Healthcare remains one of the nation’s most vibrant and vigorous sectors, creating some excellent opportunities for mergers and acquisition (M&A) activities.
National healthcare spending is projected to top $2.5 trillion this year alone and consume 17% of the nation’s spending. Some projections estimate these levels of spending will double in the next decade.
M&A activity across all industries declined in 2009 in comparison with 2008 transactions. Healthcare, however, continued to register significant M&A activity that boosted its ranking among leading industries. According to data collected by Dealogic & Robert W. Baird & Co., when measured by total transactions, healthcare companies advanced from ranking as the 3rd most active sector in 2008 to the 2nd most active trailing only technology.
M&A activity in the healthcare marketplace is expected to remain strong throughout this year. Current growth opportunities and consistency of revenue and earnings generated by the healthcare industry should continue to build interest between buyers and sellers and motivate more transactions.
A sector of the healthcare industry that is thriving is medical device manufacturing. According to Capital IQ the total number of M&A transactions for this subgroup increased in 2009 to 134 closings as compared to only 112 in 2008, while all other areas of healthcare stayed level. It may be advantageous for owners of these businesses to consider selling, but only if they pursue the development of devices that demonstrate a “must have” product element. Devices that reduce the time required for a medical procedure or reduce the risk of a procedure will demonstrate the most value to the buyer.

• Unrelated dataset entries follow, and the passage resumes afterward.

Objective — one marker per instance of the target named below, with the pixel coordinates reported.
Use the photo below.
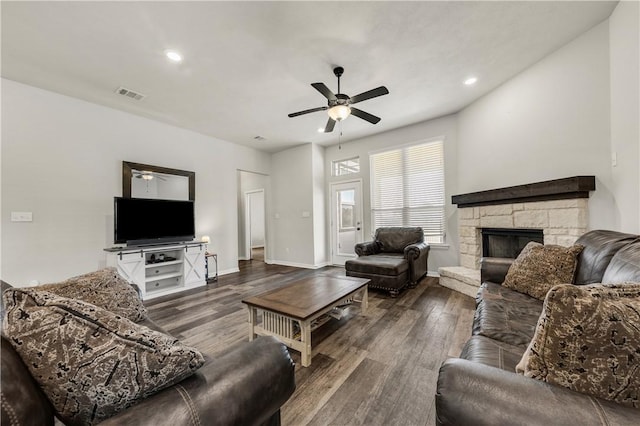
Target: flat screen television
(140, 221)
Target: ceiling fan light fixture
(339, 112)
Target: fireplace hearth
(508, 242)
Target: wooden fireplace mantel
(557, 189)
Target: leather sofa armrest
(245, 386)
(367, 248)
(472, 393)
(494, 269)
(417, 255)
(415, 251)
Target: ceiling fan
(339, 105)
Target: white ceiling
(248, 64)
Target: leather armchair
(396, 258)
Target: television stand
(160, 269)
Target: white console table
(160, 270)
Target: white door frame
(335, 258)
(247, 222)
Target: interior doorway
(252, 223)
(346, 220)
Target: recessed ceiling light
(173, 55)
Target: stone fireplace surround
(559, 208)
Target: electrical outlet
(21, 217)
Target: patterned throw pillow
(90, 362)
(588, 339)
(540, 267)
(104, 288)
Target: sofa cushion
(104, 288)
(587, 339)
(378, 264)
(539, 267)
(395, 239)
(91, 363)
(599, 247)
(505, 315)
(491, 352)
(625, 265)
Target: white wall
(624, 37)
(62, 160)
(257, 219)
(291, 217)
(321, 249)
(446, 255)
(551, 121)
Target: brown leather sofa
(482, 388)
(247, 385)
(396, 258)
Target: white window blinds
(407, 189)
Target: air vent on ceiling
(130, 93)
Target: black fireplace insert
(506, 242)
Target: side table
(215, 259)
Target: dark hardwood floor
(376, 369)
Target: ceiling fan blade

While the future of medical device manufacturing seems to be strong, the following concerns were voiced at a recent gathering of industry leaders and regulators from across the country who joined statewide manufacturing representatives attending the annual Florida Medical Devices Symposium. Changes that could impact – and possibly limit – medical manufacturing growth include:
- A new federal excise tax on the sale of all devices ranging from surgical instruments to bedpans
- Increased Congressional oversight focused on the FDA approval process and safety issues
- Congressional concerns over potential conflicts or inappropriate relationships between manufacturers and physicians
- Threats to the security of intellectual property pertaining to patent reform
- Continued concerns about anti-competitive aspects of Group Purchasing Organizations
Despite these concerns, the medical device manufacturing sector continues to flourish. Unlike other manufacturers, the nation’s medical device manufacturing industry is a net exporter. The chart below graphically demonstrates the historically growth this industry has enjoyed and its potential for on-going success
The dynamic increases of the medical device manufacturing sector have been driven by many factors including:
- Increased average age of a growing population
- Technology innovations
- Consumer demand for increased efficiency in the delivery of healthcare
- Government expenditures
Devices that improve patient care by reducing recovery costs and time, or improve morbidity and mortality outcomes, also will increase the value of manufacturing operations. Consideration should be given to devices that serve large markets and unmet medical needs because these are also attributes private equity and strategic buyers look for in acquisition opportunities. Time spent developing business plans and engaging experts early in that planning process will allow for increased growth and the opportunity to maximize value in your medical device manufacturing operation regardless of the obstacles of new regulations or legislation.